AWS S3 presigned URL limit - amazon-web-services

Is there any limit on the number of pre signed URL's per object in AWS S3 presigned URL's. Say If I want to create 1000 presigned url's per object in a 2 minutes. Is that valid scenario ?

You can create as many signed URLs as you wish. Depending on your motivation and strategy, however, there is a practical limitation on the number of unique presigned URLs for the exact same object.
S3 (in S3 regions that were first deployed before 2014) supports two authentication algorithms, V2 and V4, and the signed urls look very different since the algorithms are very different.
In V2, the signed URL for a given expiration time will always look the same, if signed by the same AWS key.
If you sign the url for an object, set to expire one minute in the future... and immediately repeat the process, the two signed URLs will be identical.
Next, exactly one second later, sign a url for the same object to expire 59 seconds in the future, and that new signed URL will also be identical.
Why? Because in V2, the expiration time is an absolute wall clock time in UTC, and the particular time in history when you actually generated the signed URL doesn't change anything.
V4 is different. In the scenario above, the first two would still be identical, but the second one would not, because V4 auth includes the date and time when you created the signed url, or when you say you did. The expiration time is relative to the signing time, instead of absolute.
Note that both forms of signed URL are tamper-resistant -- the expiration time is embedded in the url, but attempting to tweak it after signing will invalidate the signing and make it useless.
If you need to generate a large number of signed urls for the same object, you'll need to increment the expiration time for each individual signing attempt in order to get unique values. (Edit: or not, if you're feeling clever... see below).
It also occurs to me that you may be under the impression that S3 has an active role in the signing process, but it doesn't. That's all done in your local code.
S3 isn't aware, in any sense, of the signed urls you generate unless or until they are used. When a signed request arrives, S3 does exactly the same thing your code will do -- it canonicalizes certain attributes of the request, and generates a signature. Then it compares what it generated with what your code should have generated, given precisely the same parameters. If their generated signature matches your provided signature (and the key you used has permission to perform the requested action) then the request succeeds.
Update: it turns out, there is an unofficial mechanism that allows you to embed additional "entropy" into the signing process, generating unique, per-user (for example) signed URLs for the same object and expiration time.
Under V2 authentication, which doesn't nornally want you to include non-S3-specific parameters in your signing logic, it looks suspiciously like a bug as well as a feature... add &x-amz-meta-{anything-here}={unique-value-here} query string parameters to your URL. These are used as headers in PUT request but are meaningless in a GET request, and yet, if present, S3 still requires them to be included in the signature calculation, even though the parameter keys and values will ultimately be discarded by S3... but the added values are tamper-resistant and can't be maliciously removed or altered without invalidating the signature.
The same mechanism works in V4, even though it's for a different reason.
Credit for this technique: http://www.bennadel.com/blog/2488-generating-pre-signed-query-string-authentication-amazon-s3-urls-with-user-specific-data.htm

The accepted answer is now outdated. For future viewers, there is no need to include anything as extra header as now AWS includes a Signature field in every signed url which is different everytime you make a request.

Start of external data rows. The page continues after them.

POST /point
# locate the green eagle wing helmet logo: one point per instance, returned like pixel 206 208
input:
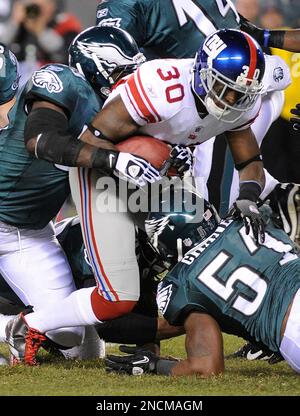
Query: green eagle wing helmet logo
pixel 45 78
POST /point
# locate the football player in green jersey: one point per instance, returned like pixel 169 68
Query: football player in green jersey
pixel 9 83
pixel 224 282
pixel 176 28
pixel 60 100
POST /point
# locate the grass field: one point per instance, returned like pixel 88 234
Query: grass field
pixel 88 378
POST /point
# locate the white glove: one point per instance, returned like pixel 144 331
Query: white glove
pixel 136 169
pixel 182 158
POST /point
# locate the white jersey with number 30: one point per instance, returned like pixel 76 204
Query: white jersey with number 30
pixel 159 98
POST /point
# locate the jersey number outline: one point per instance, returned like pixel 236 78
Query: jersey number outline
pixel 225 290
pixel 203 24
pixel 171 95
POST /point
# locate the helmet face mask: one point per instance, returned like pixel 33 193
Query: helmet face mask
pixel 230 64
pixel 104 55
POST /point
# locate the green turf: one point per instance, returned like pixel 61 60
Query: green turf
pixel 55 377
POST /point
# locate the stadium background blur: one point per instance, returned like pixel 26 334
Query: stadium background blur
pixel 280 144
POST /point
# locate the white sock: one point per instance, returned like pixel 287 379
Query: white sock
pixel 91 348
pixel 3 322
pixel 74 310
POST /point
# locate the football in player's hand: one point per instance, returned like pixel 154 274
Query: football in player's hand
pixel 151 149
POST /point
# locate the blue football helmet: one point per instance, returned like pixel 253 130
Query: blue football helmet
pixel 9 74
pixel 228 62
pixel 183 220
pixel 104 55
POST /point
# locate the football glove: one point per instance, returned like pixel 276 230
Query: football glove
pixel 135 364
pixel 135 169
pixel 181 158
pixel 247 211
pixel 296 120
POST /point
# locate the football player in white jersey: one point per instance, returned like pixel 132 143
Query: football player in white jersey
pixel 178 101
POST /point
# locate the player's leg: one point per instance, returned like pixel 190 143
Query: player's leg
pixel 109 237
pixel 290 343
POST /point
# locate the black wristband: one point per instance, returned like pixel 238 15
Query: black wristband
pixel 276 39
pixel 165 367
pixel 104 160
pixel 249 190
pixel 96 132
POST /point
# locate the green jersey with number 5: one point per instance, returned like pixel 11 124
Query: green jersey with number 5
pixel 168 28
pixel 245 287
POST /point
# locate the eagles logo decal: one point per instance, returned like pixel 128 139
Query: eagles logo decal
pixel 45 78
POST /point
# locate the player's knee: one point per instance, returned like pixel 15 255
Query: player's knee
pixel 105 309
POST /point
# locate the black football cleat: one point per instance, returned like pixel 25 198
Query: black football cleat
pixel 252 352
pixel 285 204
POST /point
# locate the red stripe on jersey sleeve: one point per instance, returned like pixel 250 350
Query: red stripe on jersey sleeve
pixel 145 95
pixel 139 101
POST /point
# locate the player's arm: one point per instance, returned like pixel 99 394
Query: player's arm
pixel 47 137
pixel 282 39
pixel 246 156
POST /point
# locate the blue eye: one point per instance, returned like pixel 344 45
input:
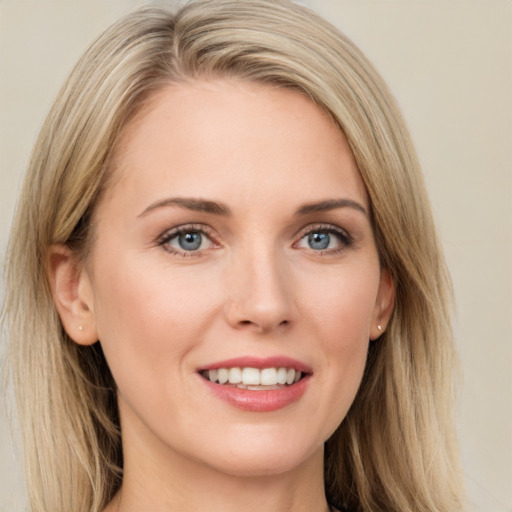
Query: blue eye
pixel 319 241
pixel 185 240
pixel 325 238
pixel 190 241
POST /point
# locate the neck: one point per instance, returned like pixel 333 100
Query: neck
pixel 186 486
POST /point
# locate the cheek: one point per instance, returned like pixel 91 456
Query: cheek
pixel 146 315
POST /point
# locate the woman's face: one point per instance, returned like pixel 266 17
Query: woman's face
pixel 234 242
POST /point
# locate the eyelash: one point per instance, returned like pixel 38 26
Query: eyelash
pixel 164 240
pixel 344 238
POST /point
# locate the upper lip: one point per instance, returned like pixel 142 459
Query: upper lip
pixel 260 363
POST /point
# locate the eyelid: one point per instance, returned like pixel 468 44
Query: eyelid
pixel 171 233
pixel 346 239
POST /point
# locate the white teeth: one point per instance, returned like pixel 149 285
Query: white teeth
pixel 222 375
pixel 235 375
pixel 281 376
pixel 253 378
pixel 269 376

Yes. In fact, i believe AWS can't even limit that, as there is no such API call on S3. URL signing is done purely by the SDK.
But if creating so many URLs is a good idea or not is completely context dependent though...

Related

Is it considered bad practice to a new generate presigned URL per HTTP request?

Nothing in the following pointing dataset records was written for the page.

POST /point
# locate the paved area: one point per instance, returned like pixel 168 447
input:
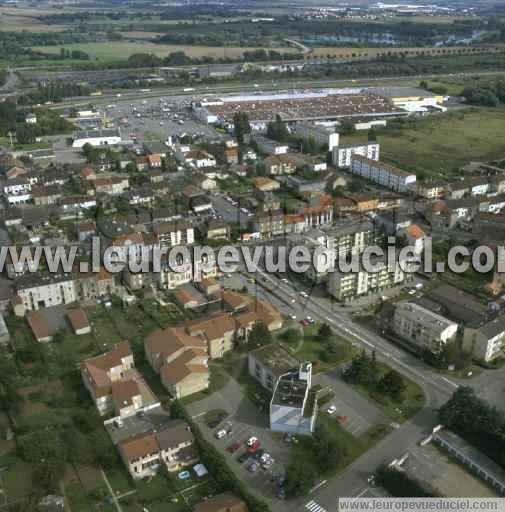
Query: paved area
pixel 245 421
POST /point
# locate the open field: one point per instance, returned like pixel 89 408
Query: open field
pixel 440 145
pixel 107 52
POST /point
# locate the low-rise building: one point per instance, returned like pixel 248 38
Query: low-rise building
pixel 485 339
pixel 342 155
pixel 422 327
pixel 100 372
pixel 383 174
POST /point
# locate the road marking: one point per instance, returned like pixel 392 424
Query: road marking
pixel 315 507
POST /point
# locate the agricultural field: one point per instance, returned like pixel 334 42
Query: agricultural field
pixel 440 145
pixel 108 51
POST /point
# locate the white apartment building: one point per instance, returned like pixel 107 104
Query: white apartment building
pixel 383 174
pixel 422 327
pixel 486 340
pixel 321 134
pixel 345 286
pixel 342 155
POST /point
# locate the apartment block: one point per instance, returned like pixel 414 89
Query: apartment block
pixel 420 326
pixel 486 338
pixel 382 174
pixel 342 155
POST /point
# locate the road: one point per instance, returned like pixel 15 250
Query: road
pixel 438 390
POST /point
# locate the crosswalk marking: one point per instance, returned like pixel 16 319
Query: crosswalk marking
pixel 314 507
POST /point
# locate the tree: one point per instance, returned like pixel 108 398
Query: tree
pixel 259 335
pixel 291 335
pixel 241 126
pixel 324 333
pixel 392 384
pixel 300 479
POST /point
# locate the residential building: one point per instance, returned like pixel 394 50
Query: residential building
pixel 267 364
pixel 342 155
pixel 293 408
pixel 100 372
pixel 345 286
pixel 486 339
pixel 180 359
pixel 383 174
pixel 323 135
pixel 422 327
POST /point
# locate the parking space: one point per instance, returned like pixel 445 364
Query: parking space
pixel 351 409
pixel 353 422
pixel 246 421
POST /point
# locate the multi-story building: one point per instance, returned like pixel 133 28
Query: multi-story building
pixel 180 359
pixel 293 408
pixel 383 174
pixel 101 372
pixel 485 339
pixel 422 327
pixel 170 234
pixel 345 286
pixel 323 135
pixel 342 155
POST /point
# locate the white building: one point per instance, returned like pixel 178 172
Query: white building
pixel 420 326
pixel 270 147
pixel 486 340
pixel 350 285
pixel 383 174
pixel 104 137
pixel 342 155
pixel 321 134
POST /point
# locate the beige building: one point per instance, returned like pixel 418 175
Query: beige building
pixel 99 373
pixel 486 339
pixel 179 359
pixel 420 326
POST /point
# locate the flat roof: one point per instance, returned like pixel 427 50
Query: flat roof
pixel 275 358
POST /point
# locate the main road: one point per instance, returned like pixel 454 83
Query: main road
pixel 438 389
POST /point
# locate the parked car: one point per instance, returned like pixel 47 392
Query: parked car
pixel 233 447
pixel 220 434
pixel 253 467
pixel 243 457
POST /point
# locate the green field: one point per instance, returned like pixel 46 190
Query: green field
pixel 439 145
pixel 108 52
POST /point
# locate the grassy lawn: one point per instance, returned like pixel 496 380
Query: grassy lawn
pixel 113 51
pixel 439 145
pixel 349 447
pixel 413 402
pixel 312 349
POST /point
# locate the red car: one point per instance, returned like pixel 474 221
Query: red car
pixel 233 447
pixel 254 447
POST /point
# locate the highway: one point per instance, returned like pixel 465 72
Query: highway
pixel 438 389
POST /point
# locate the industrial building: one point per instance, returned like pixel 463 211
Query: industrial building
pixel 103 137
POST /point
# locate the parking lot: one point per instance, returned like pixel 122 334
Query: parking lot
pixel 245 421
pixel 347 403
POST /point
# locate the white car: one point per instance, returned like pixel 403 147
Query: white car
pixel 220 434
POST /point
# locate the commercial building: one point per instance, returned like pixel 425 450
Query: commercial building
pixel 420 326
pixel 323 135
pixel 293 408
pixel 342 155
pixel 383 174
pixel 486 339
pixel 103 137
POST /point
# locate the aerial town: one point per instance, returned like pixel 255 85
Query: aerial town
pixel 184 385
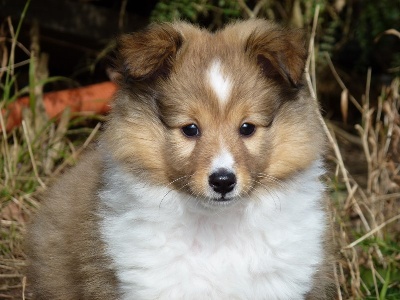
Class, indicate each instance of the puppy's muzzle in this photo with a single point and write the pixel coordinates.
(222, 181)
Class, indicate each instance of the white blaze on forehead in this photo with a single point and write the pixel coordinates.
(220, 83)
(224, 160)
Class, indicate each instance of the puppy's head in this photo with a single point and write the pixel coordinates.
(216, 115)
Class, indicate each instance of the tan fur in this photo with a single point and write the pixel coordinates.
(67, 256)
(162, 89)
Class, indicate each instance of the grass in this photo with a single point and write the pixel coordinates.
(364, 208)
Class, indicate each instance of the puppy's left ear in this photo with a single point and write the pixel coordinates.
(149, 52)
(280, 53)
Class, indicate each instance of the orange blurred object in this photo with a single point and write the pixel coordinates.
(93, 98)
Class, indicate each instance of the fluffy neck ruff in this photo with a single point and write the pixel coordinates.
(166, 245)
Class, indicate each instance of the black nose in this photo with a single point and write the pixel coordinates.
(222, 181)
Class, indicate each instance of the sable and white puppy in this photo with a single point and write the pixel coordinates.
(205, 182)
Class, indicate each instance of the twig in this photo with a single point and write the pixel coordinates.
(339, 80)
(365, 236)
(78, 152)
(25, 130)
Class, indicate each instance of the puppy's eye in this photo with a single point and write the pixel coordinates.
(247, 129)
(191, 130)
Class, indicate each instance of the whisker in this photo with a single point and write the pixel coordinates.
(172, 182)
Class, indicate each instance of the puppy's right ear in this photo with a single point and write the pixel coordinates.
(148, 53)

I've been looking through the presigned URL documentation, and have not encountered much information about how often I can generate these presigned URLs. Judging by the length of the identifier, I'm thinking it's probably collision-safe to generate a new one for every URL request.
I think a more conventional method is to run a cron job to generate a new one and store it in a record DB with the file key, and this would be perfectly doable, but I was wondering if I could skip this step and just generate it on the fly.
There is no way to have a presigned url without expiry time and the maximum expiry time you can set is 1 week. These URLs are designed to be temporary to allow users to access your S3 bucket, either for READ the object or WRITE an Object (or update an existing object).
So as an answer, it is not a bad practice to generate a new presigned URL per request since its nature to be temporary.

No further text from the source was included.